Ruben Roman, een jongeman die met zijn open blik en korte kapsel eerder een tiener lijkt, laadt spullen uit zijn auto. Hij spreekt goed Duits. Sinds vier jaar werkt hij als assistent-kok in een restaurant, vertelt hij. Veel tijd heeft hij niet, zijn vrouw begroet hem en drukt hem direct hun eenjarige zoontje in de armen. „Kom zondag maar naar de kerk,” zegt hij. „Daar vind je beschaafde mensen; die jongens hier deugen niet.”
Roman is lid van de Romapinkstergemeente, die sinds ruim drie jaar onderdak vindt in de Maarten Lutherkerk, een paar straten verderop. Aanvankelijk klein begonnen, wordt de dienst op zondag nu door zo’n 200 tot 300 mensen. De kerk zit daarmee vol met Roma die de afgelopen drie jaar vanuit Boekarest en omgeving naar Duitsland immigreerden.
Ook nu moeten er klapstoeltjes worden bijgezet. De voorganger blijkt de oudere broer van Roman. „Zeg maar Marian”, zegt deze na de dienst.

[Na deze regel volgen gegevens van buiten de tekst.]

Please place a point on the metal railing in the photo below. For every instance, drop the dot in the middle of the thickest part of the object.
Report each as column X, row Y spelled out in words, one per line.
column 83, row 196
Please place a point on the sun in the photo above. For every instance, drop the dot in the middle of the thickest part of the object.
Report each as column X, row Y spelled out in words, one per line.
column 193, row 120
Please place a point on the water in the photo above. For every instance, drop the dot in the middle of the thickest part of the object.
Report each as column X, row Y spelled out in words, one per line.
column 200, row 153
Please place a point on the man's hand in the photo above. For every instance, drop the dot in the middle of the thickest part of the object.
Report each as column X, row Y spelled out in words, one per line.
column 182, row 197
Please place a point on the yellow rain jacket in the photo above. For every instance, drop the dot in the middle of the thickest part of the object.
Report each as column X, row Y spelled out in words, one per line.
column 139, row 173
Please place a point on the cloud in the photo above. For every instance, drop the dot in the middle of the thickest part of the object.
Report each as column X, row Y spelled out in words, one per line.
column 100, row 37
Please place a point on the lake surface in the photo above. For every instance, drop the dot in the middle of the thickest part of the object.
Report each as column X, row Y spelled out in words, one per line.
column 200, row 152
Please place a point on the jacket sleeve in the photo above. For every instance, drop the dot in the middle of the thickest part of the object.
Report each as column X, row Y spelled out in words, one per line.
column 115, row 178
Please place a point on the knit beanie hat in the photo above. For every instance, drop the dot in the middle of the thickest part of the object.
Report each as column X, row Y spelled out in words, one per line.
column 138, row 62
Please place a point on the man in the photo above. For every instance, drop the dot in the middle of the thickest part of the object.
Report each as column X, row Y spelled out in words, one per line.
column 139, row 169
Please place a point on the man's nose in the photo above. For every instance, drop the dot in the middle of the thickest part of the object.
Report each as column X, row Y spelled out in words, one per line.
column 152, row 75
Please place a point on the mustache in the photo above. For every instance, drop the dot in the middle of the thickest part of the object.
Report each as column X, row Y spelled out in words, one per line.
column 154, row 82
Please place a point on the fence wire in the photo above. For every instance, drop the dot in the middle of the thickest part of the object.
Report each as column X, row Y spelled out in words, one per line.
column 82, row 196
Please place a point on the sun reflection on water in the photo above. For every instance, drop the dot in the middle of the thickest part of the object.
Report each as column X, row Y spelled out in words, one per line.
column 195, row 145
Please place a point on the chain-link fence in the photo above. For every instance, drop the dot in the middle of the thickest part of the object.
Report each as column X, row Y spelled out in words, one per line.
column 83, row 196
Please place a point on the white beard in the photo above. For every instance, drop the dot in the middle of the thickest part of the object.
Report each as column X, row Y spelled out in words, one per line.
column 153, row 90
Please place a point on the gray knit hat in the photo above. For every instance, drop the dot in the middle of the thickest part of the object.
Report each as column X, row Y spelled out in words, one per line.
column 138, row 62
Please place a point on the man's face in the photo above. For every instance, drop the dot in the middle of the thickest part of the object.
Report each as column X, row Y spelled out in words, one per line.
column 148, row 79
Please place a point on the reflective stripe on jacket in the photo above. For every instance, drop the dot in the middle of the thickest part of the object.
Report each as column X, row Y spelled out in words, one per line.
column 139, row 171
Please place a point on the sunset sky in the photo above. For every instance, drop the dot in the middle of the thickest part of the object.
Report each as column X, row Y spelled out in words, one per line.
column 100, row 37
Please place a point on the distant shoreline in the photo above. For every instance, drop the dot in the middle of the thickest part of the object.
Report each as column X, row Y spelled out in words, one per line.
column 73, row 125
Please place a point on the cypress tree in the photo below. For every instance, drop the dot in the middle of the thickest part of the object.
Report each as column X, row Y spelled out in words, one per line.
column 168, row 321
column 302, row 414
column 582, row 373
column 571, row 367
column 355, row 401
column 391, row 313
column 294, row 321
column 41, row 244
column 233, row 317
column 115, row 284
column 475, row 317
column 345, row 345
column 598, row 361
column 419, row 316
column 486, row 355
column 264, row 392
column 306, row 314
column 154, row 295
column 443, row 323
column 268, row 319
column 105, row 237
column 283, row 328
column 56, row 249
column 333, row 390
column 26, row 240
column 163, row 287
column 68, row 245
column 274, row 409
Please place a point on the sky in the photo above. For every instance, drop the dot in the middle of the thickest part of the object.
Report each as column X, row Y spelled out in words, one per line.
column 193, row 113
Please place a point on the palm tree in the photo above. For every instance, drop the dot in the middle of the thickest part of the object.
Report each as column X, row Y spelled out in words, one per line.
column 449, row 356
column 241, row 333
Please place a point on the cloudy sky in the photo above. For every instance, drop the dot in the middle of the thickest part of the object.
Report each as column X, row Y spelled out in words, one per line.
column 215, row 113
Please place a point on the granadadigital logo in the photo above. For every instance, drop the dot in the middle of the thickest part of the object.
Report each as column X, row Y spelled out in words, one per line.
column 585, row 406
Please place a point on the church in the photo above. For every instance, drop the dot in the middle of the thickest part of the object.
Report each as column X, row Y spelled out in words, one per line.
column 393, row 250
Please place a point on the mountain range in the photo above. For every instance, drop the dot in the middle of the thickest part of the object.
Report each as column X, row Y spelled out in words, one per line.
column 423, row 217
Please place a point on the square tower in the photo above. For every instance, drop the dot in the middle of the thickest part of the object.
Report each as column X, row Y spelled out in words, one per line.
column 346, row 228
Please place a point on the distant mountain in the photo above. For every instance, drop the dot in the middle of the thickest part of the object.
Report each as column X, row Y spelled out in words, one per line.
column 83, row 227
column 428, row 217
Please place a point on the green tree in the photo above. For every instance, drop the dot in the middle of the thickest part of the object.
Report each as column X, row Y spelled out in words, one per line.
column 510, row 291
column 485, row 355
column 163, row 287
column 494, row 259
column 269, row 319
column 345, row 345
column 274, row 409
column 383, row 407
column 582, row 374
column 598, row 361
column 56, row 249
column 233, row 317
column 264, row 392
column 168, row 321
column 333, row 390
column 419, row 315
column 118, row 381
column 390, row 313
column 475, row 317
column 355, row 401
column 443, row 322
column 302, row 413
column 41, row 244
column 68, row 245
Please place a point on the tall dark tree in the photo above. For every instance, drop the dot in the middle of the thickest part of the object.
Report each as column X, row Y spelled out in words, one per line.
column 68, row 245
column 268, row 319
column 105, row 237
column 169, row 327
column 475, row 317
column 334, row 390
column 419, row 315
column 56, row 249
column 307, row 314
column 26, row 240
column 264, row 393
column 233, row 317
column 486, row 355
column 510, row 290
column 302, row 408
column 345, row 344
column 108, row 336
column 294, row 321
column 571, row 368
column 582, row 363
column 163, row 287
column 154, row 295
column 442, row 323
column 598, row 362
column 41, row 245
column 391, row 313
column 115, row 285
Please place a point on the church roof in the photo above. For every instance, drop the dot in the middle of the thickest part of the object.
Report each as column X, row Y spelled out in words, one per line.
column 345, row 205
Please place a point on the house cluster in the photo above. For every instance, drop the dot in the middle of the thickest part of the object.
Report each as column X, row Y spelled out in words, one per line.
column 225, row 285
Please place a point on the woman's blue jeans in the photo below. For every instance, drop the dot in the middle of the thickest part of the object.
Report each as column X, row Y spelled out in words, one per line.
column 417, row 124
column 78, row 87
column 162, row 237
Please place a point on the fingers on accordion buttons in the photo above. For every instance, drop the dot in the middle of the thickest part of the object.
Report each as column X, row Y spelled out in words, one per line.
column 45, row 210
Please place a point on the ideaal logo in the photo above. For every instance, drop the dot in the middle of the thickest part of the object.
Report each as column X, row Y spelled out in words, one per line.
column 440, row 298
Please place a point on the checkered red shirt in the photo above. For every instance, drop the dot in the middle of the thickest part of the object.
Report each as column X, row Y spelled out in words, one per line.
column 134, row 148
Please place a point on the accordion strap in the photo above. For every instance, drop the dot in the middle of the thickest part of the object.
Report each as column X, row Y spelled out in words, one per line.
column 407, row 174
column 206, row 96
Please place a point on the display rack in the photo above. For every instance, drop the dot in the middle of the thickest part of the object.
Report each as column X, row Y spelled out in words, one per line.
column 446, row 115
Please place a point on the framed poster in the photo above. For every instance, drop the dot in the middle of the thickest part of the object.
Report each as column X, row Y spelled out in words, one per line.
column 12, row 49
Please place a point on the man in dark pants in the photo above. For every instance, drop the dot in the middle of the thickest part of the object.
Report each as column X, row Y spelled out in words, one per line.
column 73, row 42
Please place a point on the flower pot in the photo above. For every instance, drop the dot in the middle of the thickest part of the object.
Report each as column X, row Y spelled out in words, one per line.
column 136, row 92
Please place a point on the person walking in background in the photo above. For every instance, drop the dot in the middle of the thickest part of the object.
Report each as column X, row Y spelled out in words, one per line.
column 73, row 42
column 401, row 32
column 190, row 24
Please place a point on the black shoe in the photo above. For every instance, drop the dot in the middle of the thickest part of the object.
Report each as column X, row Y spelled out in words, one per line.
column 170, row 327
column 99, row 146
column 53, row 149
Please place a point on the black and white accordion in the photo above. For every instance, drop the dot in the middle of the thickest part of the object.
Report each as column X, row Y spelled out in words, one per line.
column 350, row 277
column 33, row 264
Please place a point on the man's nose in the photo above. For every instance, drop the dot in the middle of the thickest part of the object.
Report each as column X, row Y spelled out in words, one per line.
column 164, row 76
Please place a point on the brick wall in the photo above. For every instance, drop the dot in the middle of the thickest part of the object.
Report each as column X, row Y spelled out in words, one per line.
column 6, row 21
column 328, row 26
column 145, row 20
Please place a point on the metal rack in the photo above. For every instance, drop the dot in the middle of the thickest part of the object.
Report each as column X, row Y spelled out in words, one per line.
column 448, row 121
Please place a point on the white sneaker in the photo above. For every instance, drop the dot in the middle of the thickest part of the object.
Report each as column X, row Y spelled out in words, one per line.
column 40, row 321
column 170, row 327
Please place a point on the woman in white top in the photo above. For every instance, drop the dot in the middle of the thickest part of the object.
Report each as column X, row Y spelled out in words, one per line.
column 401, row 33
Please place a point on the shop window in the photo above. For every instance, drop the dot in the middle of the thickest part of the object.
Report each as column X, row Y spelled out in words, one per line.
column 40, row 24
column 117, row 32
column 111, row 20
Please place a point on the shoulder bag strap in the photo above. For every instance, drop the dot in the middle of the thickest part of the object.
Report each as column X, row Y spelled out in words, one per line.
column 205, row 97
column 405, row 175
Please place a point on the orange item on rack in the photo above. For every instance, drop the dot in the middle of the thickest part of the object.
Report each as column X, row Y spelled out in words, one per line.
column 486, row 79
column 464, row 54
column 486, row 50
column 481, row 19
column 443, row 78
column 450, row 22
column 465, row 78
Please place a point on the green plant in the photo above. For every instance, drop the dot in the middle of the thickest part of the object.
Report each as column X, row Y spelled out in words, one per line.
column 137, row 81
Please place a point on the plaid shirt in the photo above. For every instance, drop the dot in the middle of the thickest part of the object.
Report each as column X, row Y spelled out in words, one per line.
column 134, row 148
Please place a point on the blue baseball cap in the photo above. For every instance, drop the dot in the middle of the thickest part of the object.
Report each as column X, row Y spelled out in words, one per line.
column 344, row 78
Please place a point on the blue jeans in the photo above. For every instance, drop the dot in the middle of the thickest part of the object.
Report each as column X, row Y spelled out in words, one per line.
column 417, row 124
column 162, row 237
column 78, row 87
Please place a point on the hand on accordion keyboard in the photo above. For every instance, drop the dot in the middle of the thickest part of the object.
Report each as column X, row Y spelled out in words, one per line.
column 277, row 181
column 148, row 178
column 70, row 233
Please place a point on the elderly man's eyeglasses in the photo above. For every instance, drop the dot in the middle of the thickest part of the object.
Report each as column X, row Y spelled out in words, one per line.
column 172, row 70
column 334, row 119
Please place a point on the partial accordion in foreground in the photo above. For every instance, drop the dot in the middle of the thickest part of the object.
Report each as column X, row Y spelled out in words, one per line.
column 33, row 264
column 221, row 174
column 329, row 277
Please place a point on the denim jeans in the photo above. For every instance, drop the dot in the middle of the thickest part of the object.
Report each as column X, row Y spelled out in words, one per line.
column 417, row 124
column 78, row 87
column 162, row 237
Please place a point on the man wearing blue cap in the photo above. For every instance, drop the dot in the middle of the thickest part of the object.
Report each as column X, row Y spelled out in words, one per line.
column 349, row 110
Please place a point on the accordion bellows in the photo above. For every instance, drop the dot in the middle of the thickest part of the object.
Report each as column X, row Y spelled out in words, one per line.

Hij noemt het onderwijs de belangrijkste motivatie voor de gemeenschappelijke verhuizing naar Duitsland. „In Roemenië hebben onze kinderen geen toekomst en op de scholen ontbreken leerkrachten.”
De Romans kozen voor de Duitse hoofdstad omdat hun zus getrouwd is met een Berlijner. Marian: „Hier voelen we ons welkom. Het onderwijs is goed. Mijn kinderen spreken na drie jaar al beter Duits dan ik.”
„Maar”, voegt hij eraan toe, „ergens anders was ook goed geweest. We zijn daar waar God ons brengt.”